PDA

View Full Version : Regex to match Cyrillic letters


Pelipoika
03-16-2016, 09:41
How to match them (https://en.wikipedia.org/wiki/List_of_Cyrillic_letters)

klippy
03-16-2016, 10:14
A single cyrillic character could be probably matched with

[\u0400-\u04FF]

according to this page: https://en.wikipedia.org/wiki/Cyrillic_script_in_Unicode

Pelipoika
03-16-2016, 10:20
A single cyrillic character could be probably matched with

[\u0400-\u04FF]

according to this page: https://en.wikipedia.org/wiki/Cyrillic_script_in_Unicode

Regex rgx = new Regex("[\0400-\04FF]"); = error 043: character constant exceeds range for packed string

klippy
03-16-2016, 10:27
Try

[\\u0400-\\u04FF]

I don't know if Regex engine is going to parse that properly though. I haven't done much stuff with Regex.

Pelipoika
03-16-2016, 10:29
Try

[\\u0400-\\u04FF]

I don't know if Regex engine is going to parse that properly though. I haven't done much stuff with Regex.

Didn't like that either:
error 010: invalid function or declaration
error 008: must be a constant expression; assumed zero

klippy
03-16-2016, 10:36
That doesn't seem right. Did you even put that under quotation marks? Post that line (maybe a few more around).

Pelipoika
03-16-2016, 10:41
That doesn't seem right. Did you even put that under quotation marks? Post that line (maybe a few more around).

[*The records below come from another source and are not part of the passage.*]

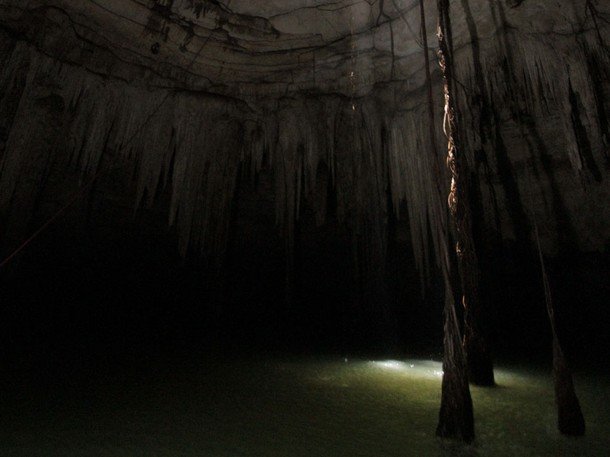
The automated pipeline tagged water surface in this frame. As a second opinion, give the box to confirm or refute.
[1,356,608,456]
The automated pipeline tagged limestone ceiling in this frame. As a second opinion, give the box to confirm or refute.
[0,0,608,258]
[0,0,432,96]
[0,1,601,98]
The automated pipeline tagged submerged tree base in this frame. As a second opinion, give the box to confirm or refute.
[436,373,475,443]
[553,337,586,436]
[437,295,475,444]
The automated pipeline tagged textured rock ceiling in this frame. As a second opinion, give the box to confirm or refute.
[0,0,608,266]
[0,0,437,96]
[3,0,601,100]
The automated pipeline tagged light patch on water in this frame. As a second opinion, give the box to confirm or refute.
[301,358,447,393]
[290,358,531,392]
[366,359,540,386]
[369,359,444,378]
[372,360,408,370]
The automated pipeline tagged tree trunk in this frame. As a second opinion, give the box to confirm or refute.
[435,0,494,387]
[534,222,585,436]
[553,337,585,436]
[431,0,474,443]
[436,279,475,443]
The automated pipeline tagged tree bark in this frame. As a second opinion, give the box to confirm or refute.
[430,0,474,443]
[534,222,585,436]
[436,0,494,387]
[436,278,475,443]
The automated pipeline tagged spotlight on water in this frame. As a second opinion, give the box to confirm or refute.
[373,360,408,371]
[369,360,444,378]
[374,360,406,370]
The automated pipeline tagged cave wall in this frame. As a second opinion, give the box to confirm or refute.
[0,0,608,287]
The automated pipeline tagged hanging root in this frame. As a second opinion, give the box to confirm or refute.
[436,0,494,389]
[553,336,586,436]
[534,221,585,436]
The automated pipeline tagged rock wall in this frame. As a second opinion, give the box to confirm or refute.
[0,0,608,287]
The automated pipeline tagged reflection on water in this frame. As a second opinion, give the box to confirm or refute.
[1,357,608,456]
[370,359,444,377]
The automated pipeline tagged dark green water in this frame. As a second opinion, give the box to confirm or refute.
[1,356,608,456]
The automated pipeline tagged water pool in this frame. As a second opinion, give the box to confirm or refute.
[1,356,608,456]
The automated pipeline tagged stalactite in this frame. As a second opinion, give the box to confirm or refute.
[0,41,250,266]
[418,0,450,277]
[387,110,444,288]
[453,9,609,184]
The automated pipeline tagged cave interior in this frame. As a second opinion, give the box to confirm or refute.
[0,0,609,455]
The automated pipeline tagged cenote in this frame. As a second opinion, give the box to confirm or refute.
[1,355,610,457]
[1,0,609,455]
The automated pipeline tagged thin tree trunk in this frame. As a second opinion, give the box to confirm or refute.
[533,221,585,436]
[428,0,474,443]
[435,0,494,387]
[436,276,475,443]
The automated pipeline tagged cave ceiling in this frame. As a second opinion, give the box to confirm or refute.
[0,0,469,97]
[0,0,608,263]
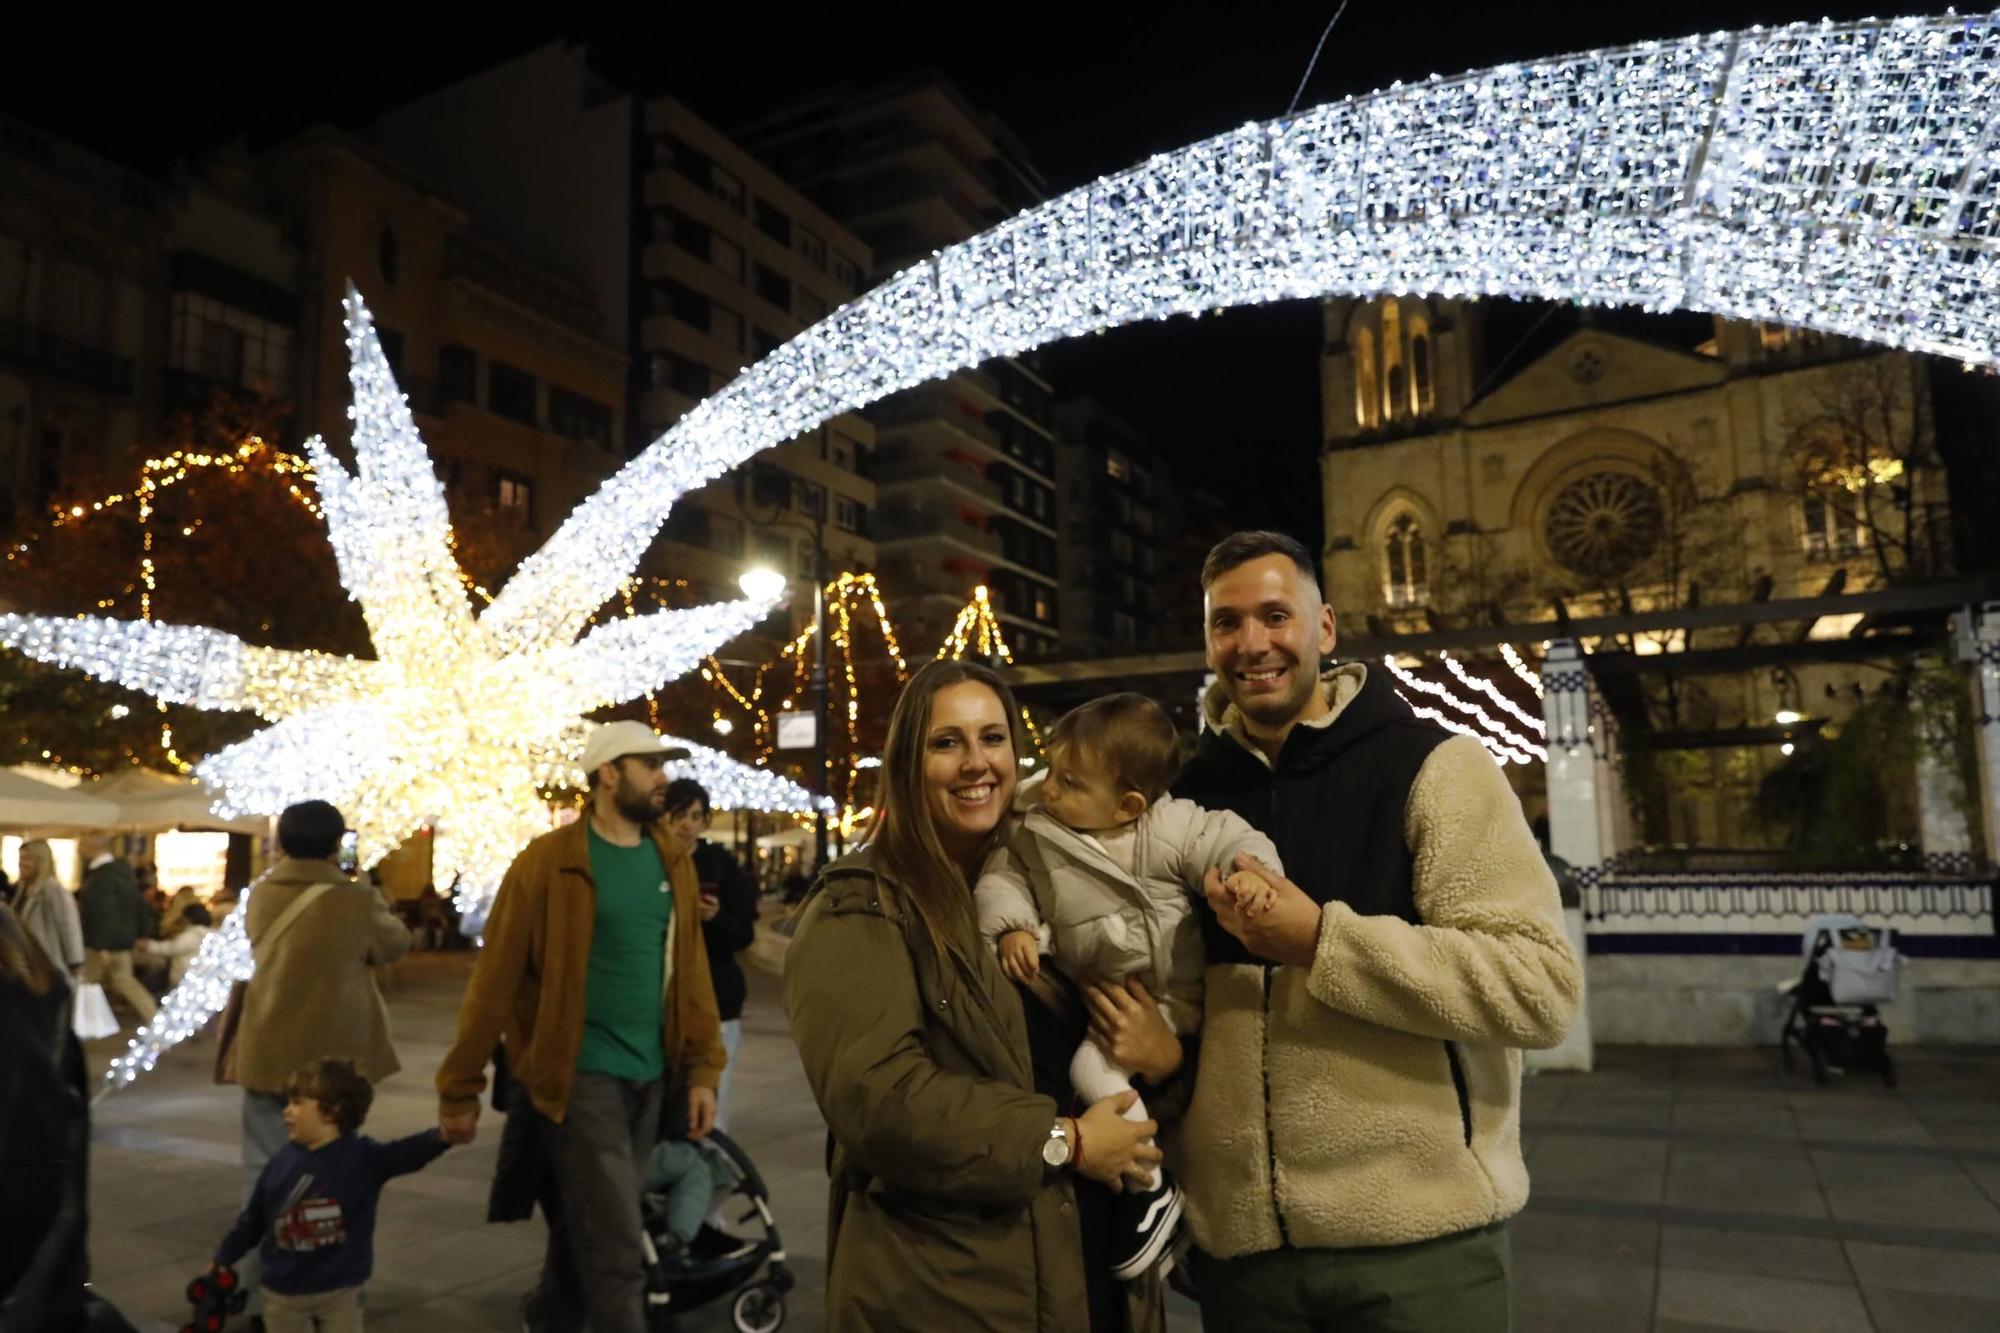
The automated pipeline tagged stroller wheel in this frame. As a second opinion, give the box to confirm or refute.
[1780,1031,1798,1075]
[732,1280,786,1333]
[1881,1053,1897,1089]
[1810,1043,1830,1086]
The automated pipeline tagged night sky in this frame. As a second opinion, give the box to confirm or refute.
[8,1,1904,543]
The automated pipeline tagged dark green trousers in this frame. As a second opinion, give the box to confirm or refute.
[1189,1223,1511,1332]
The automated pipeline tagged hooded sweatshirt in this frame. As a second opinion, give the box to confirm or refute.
[1165,662,1581,1257]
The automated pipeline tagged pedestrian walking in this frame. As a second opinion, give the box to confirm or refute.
[212,1058,449,1332]
[785,660,1165,1332]
[435,720,727,1333]
[12,840,84,983]
[233,800,412,1317]
[75,835,156,1024]
[663,778,757,1130]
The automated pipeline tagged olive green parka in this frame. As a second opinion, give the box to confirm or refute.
[784,850,1162,1333]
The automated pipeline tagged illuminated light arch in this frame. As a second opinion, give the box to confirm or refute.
[494,13,1999,662]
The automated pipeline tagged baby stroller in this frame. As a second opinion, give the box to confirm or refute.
[1778,913,1901,1088]
[641,1127,793,1331]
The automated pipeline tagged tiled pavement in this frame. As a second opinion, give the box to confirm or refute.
[78,948,2000,1332]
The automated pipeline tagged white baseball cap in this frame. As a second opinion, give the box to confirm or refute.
[580,721,690,774]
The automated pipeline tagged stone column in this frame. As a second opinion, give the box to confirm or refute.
[1917,651,1977,874]
[1533,638,1595,1072]
[1967,603,2000,869]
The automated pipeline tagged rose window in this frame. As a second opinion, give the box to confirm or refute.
[1543,471,1664,579]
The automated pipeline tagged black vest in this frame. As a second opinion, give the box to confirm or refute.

public void OnPluginStart()
{
HookUserMessage(GetUserMessageId("SayText2"), UsrMsg_SayText2, true);
}

Regex rgx = new Regex("[\\u0400-\\u04FF]");

public Action UsrMsg_SayText2(UserMsg msg_id, Handle msg, const int[] players, int playersNum, bool reliable, bool init)
{
char params[4][64];
int client = BfReadByte(msg);

for (int i = 0; i < 4; i++)
BfReadString(msg, params[i], sizeof(params[]));

if(rgx.Match(params[1]))
{

}
}

klippy
03-16-2016, 12:55
The initialization has to be done inside a function body, you can't just leave it outside like that.

shavit
03-16-2016, 13:05
The initialization has to be done inside a function body, you can't just leave it outside like that.

yeah
and if you insist on making the regex a global, you can declare it outside a function and then 'regex = new Regex();' inside one

Pelipoika
03-16-2016, 13:21
The initialization has to be done inside a function body, you can't just leave it outside like that.

That compiled but

Regex rgx = new Regex("[\\u0400-\\u04FF]");
if(rgx != INVALID_HANDLE)
{
if(rgx.Match(params[1]))
PrintToServer("%N", client);
}
else
PrintToServer("Invalid handle");

always prints invalid handle

Grey83
03-16-2016, 16:52
maybe needed flag PCRE_UTF8 for Unicode?Regex rgx = new Regex("[\\u0400-\\u04FF]", PCRE_UTF8);

Pelipoika
03-17-2016, 05:36
maybe needed flag PCRE_UTF8 for Unicode?Regex rgx = new Regex("[\\u0400-\\u04FF]", PCRE_UTF8);

Still an invalid handle

klippy
03-17-2016, 06:26
I think that's because the Regex pattern couldn't be compiled. You can check that by retrieving the error while constructing the handle, as you can see here:

public native Regex(const char[] pattern, int flags = 0, char[] error="", int maxLen = 0, RegexError &errcode = REGEX_ERROR_NONE);

just put in some more arguments in the constructor.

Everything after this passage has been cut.